“有什么不能比?不都朋友吗?”赵越汕也故意出声,将“朋友”两个字说的极重,平白勾勒出些别的味道。
李景甚至来不及多想还没开口就被余久山冷声打断:“你们够了,要去就闭嘴。”神色淡淡,连同李景也被他推开。
再这么下去,恐怕是藏不住。
李景觉得有些无辜,自己被牵连、被推开,找谁说理去?
但有瞧见余久山寡淡的面色,也不敢再去招惹,徒增烦躁,李景试探性扯了下他的袖口:“……去的话,附近有个圣斯特十字广场,去吗?”
“有什么好玩的吗?至少也要有点意思的地界嘛,广场左右也是那套。”宋颜真倒也不客气,话不是问他的,却是他答的。
赵越汕的冷笑声几乎是从鼻腔中哼出,也不看他:“按你觉得好玩的标准,咱们都得玩命陪你,我可陪不起。广场人文气息应该挺浓烈的,我去拍拍照,挺好。”
他们对话的时间,已经够余久山平息下心底那股烦躁。
闻言,便也微微颔首。
见他点头,剩下几人便知,这事大概率是成了。
毕竟领路的不是别人,而是李景这家伙。虽然总是副漫不经心的模样,但对于余久山的意见总是听从居多。
长久以来都是这样,此次亦不例外。
圣斯特十字广场是岛上占地面积最大的广场。绿植覆盖,橄榄树枝干曲折、叶片银青,树后阴影下有不少人正在阅读纸质书,名著又或轻小说都无妨,他们只是悠闲的在享用树荫与书籍,最本初的快乐。
广场中心地带更热闹些,有不少街头艺人在此表演,尤克里里抱在怀中拨弦,小号不急不缓的发出声响应和,紧接着小提琴家也加入其中。哪怕在此之前他们并不相识,却在寥寥几眼对视之中他们相遇了,并共同谱就乐曲,亲密无间。

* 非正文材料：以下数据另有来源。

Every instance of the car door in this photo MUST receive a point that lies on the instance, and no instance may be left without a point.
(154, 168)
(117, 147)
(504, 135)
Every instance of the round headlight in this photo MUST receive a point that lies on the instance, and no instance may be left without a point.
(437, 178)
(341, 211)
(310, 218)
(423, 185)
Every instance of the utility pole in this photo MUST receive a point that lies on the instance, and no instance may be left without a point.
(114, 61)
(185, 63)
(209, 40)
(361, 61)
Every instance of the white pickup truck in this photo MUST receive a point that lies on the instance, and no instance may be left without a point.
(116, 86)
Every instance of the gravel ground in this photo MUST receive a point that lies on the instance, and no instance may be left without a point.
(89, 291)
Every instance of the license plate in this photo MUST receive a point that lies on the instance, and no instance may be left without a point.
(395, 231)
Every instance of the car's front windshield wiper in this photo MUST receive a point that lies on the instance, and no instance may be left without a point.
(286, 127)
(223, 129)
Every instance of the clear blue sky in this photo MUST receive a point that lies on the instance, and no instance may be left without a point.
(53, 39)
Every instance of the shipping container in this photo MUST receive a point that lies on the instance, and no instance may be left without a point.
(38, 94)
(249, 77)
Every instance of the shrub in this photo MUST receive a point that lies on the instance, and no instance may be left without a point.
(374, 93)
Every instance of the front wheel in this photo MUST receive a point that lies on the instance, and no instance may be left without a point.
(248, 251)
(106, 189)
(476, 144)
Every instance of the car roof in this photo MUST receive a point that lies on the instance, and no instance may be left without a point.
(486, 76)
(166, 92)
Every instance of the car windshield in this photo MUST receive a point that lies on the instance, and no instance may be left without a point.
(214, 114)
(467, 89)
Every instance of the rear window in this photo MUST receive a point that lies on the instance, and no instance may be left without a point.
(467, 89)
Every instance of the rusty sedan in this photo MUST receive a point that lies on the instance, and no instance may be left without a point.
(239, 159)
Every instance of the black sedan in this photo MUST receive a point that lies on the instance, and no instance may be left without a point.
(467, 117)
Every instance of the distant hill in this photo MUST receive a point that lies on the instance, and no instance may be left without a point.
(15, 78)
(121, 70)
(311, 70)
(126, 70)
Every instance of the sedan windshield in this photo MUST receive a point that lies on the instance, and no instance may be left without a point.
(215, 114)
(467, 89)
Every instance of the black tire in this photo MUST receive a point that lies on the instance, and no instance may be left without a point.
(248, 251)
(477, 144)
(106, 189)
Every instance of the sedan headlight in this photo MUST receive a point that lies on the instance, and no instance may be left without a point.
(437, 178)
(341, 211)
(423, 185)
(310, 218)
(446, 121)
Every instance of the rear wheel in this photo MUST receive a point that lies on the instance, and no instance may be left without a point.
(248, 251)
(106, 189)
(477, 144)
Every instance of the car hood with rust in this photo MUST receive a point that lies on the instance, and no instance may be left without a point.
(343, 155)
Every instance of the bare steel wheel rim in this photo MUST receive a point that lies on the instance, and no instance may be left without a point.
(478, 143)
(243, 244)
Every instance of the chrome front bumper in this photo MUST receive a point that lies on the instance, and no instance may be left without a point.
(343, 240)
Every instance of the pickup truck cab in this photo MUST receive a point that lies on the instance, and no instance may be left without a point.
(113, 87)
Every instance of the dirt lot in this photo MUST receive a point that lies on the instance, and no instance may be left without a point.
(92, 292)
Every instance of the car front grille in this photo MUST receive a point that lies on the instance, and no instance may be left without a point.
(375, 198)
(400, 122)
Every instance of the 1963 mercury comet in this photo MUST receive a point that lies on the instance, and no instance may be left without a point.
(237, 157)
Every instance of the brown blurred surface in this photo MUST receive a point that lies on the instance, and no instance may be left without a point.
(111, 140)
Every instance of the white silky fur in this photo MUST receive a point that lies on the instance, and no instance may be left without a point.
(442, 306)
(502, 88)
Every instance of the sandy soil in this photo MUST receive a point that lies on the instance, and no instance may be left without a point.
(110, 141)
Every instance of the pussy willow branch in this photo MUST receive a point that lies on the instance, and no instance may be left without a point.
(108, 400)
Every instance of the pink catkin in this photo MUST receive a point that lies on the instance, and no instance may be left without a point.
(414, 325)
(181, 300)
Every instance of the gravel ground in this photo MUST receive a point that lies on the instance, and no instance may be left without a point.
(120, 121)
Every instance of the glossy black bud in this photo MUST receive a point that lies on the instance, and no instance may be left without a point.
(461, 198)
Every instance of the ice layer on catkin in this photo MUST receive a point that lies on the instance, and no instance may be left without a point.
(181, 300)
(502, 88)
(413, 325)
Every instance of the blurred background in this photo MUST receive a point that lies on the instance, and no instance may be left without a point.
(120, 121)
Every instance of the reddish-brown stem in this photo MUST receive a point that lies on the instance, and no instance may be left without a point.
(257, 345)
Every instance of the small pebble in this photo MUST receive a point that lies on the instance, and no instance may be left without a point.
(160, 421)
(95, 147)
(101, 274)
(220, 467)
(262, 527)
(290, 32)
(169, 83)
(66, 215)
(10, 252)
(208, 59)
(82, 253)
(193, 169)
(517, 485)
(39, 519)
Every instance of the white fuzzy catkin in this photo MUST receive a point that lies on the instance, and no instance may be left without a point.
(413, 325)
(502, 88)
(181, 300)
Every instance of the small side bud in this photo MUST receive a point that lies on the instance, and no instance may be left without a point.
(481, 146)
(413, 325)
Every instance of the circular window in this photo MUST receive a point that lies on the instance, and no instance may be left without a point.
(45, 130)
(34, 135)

喷泉位于中心地带,雕琢细腻的女神赫墨拉代表白昼。水是翠绿的,欢脱的跳跃着又落入池中,有种玻璃的通透质感。
流浪的画家或是手艺人会在这一块贩卖自己的热爱,你只需要给予些许六便士,便可捞到别人手中的月亮。
他们在画品边的时间,稍长些。原因不过是几人之中也是同行,赵越汕沉默而认真地看过作品,每人都有自己的特色,不同的线条走向、奇异的晕染色块。他如同蝴蝶似在这片“花园”中畅游,却不停留。

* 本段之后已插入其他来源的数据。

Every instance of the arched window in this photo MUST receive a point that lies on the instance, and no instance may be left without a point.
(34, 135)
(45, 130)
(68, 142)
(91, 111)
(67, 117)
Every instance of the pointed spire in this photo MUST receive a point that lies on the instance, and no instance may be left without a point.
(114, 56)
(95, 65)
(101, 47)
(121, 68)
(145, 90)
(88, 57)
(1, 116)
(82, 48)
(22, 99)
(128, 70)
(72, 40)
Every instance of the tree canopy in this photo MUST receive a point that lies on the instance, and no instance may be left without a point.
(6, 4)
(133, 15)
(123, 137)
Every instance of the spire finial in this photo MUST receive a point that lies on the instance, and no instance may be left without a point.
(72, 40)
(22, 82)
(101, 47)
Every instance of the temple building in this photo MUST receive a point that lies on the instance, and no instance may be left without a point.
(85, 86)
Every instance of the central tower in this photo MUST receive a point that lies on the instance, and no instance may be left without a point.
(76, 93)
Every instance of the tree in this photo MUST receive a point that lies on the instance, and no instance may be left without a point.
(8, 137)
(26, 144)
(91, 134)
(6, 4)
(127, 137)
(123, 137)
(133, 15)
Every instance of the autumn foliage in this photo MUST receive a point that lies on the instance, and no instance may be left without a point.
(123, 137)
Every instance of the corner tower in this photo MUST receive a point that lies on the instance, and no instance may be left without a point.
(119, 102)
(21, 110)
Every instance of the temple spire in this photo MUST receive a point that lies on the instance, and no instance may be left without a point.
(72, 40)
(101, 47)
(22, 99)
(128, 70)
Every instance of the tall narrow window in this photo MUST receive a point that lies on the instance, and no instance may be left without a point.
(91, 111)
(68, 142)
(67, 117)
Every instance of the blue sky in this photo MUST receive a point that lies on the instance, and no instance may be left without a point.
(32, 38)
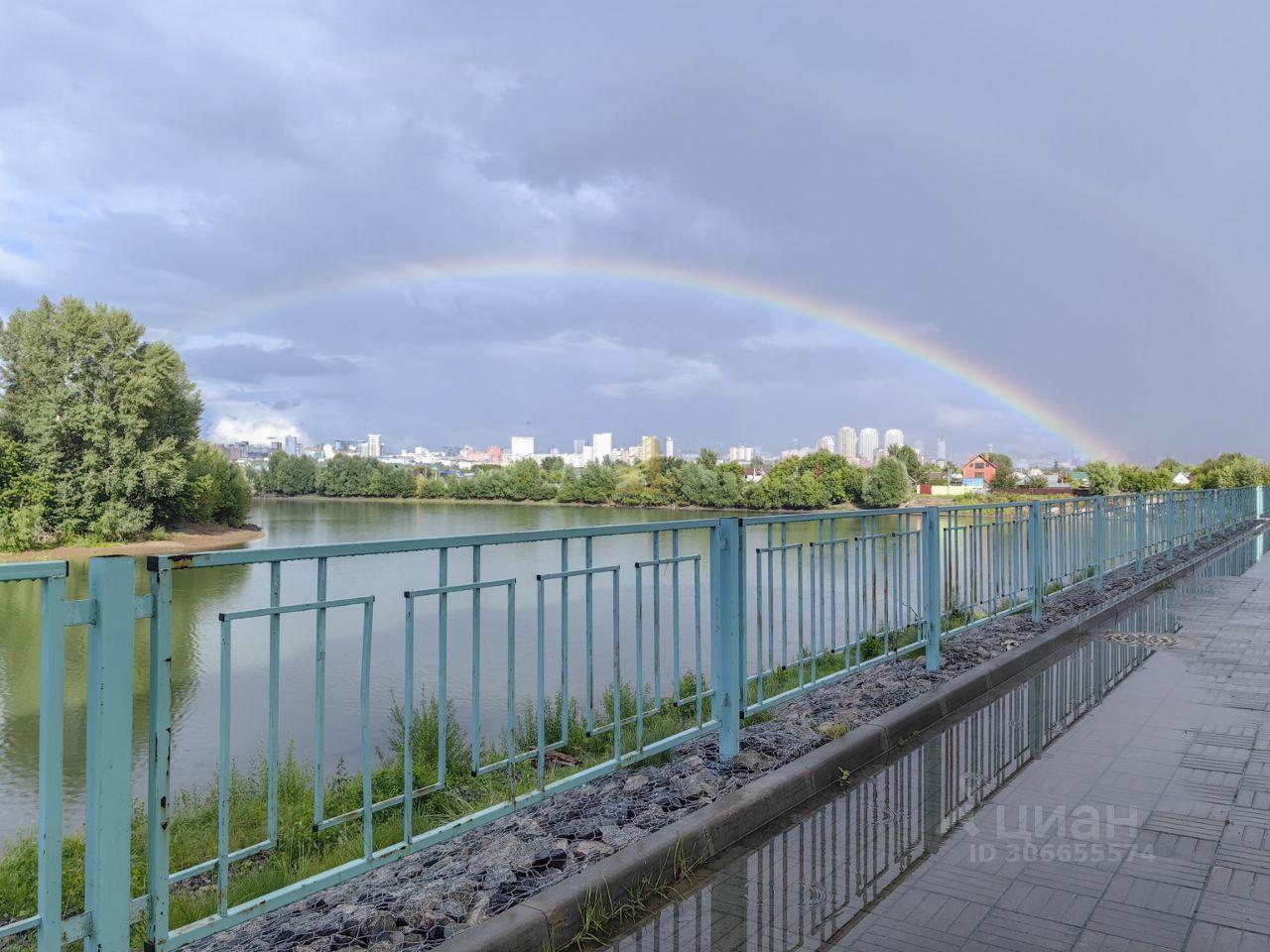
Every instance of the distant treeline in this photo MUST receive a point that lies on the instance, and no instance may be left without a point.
(815, 481)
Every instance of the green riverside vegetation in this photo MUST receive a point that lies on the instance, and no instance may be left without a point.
(99, 433)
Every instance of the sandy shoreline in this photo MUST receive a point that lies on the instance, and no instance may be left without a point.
(189, 538)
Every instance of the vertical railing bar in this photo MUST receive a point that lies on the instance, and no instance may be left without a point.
(367, 793)
(675, 610)
(444, 670)
(53, 706)
(320, 699)
(564, 643)
(275, 712)
(222, 800)
(541, 684)
(476, 739)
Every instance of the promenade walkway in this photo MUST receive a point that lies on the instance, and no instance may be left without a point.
(1143, 824)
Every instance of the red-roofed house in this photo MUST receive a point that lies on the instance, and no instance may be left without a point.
(979, 467)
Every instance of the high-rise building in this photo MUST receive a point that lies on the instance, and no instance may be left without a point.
(847, 442)
(867, 443)
(601, 445)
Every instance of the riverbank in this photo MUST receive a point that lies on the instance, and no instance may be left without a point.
(182, 538)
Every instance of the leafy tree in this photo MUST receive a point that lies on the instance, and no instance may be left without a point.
(107, 420)
(1138, 479)
(1102, 476)
(907, 456)
(23, 494)
(216, 492)
(887, 485)
(290, 475)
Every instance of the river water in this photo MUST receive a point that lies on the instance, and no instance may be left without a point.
(665, 592)
(199, 595)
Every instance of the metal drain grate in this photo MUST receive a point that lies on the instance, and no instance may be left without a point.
(1141, 639)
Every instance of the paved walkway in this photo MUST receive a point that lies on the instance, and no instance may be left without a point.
(1143, 825)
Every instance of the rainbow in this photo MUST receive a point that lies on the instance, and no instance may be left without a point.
(719, 286)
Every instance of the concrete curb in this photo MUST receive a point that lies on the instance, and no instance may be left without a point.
(553, 918)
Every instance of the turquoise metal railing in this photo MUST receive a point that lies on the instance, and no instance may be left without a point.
(711, 621)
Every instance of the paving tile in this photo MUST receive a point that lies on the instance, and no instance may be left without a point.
(1017, 932)
(1133, 923)
(1209, 937)
(1245, 914)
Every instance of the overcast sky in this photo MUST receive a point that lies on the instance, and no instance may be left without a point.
(1075, 195)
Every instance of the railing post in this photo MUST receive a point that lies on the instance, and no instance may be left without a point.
(159, 769)
(53, 699)
(1142, 530)
(1169, 518)
(931, 612)
(1097, 543)
(726, 665)
(108, 783)
(1035, 561)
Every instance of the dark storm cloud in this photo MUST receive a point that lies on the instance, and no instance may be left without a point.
(1074, 195)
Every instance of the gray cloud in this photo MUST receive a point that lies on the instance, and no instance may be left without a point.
(1072, 195)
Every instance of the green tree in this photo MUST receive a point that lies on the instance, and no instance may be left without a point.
(216, 490)
(887, 485)
(907, 456)
(1102, 476)
(108, 420)
(23, 494)
(1138, 479)
(290, 475)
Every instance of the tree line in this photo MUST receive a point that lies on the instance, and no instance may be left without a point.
(99, 433)
(813, 481)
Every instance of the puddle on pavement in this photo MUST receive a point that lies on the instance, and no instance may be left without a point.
(810, 878)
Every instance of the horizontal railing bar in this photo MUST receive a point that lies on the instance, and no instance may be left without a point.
(465, 587)
(19, 925)
(340, 549)
(208, 865)
(825, 515)
(575, 572)
(31, 571)
(786, 547)
(671, 560)
(293, 610)
(376, 807)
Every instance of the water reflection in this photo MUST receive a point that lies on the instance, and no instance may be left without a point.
(19, 687)
(808, 883)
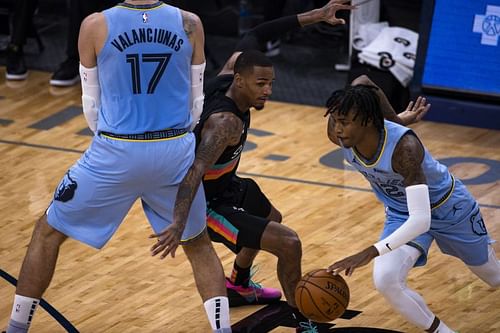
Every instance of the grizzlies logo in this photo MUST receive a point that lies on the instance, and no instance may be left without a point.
(66, 189)
(478, 226)
(386, 60)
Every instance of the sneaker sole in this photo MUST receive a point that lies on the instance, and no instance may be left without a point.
(16, 77)
(235, 299)
(65, 83)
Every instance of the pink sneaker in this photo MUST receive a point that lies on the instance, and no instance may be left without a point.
(254, 294)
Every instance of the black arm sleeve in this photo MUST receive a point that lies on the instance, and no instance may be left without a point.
(267, 31)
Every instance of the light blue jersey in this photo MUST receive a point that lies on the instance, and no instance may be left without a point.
(456, 222)
(144, 70)
(142, 150)
(388, 185)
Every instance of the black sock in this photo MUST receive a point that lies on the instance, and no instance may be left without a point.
(240, 276)
(299, 317)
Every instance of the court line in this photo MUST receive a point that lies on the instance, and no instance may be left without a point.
(287, 179)
(45, 305)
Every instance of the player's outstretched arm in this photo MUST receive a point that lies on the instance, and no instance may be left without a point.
(277, 28)
(412, 114)
(219, 131)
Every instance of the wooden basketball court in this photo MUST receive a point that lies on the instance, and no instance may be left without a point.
(123, 289)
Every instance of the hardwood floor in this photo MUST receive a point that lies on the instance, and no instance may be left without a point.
(123, 289)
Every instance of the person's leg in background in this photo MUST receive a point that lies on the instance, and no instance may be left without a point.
(21, 22)
(67, 73)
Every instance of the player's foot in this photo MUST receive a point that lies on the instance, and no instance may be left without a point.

李景注意到余久山在路过吉他手时下意识看了眼自己的左手,动作幅度不大,却让李景喉间一片涩然,嘴唇颤了颤,终于还是未曾吐出言语。
他的眼神没有落在任何一处景致上,始终定在那人身上,自然不会错过,其中流露出的复杂情绪。
他知道余久山虽然从未说过,但对于不能再弹吉他,是有些遗憾的。
“余久山,你……”李景拉着他的腕骨,欲言又止,最终只叫出了他的名字。
“……嗯?怎么了?”余久山停顿下脚步,回头看向他,目光平和而包容。
那双茶色瞳孔在阳光下颜色显得稍淡,只是其中并没有什么晦涩在,视线落在李景身上时,连带着产生了些连自己都未曾察觉的浅淡笑意,却很真切存在着。
刹那间,李景心底的那些问题,都如同云雾般散去了。
他不用问了,他已经知道答案。
余久山不后悔。
“没什么,就感觉今天天气挺好哈。”李景也忍不住展露出灿烂的笑意,直冲冲揽住他的肩膀,姿势近似于环抱。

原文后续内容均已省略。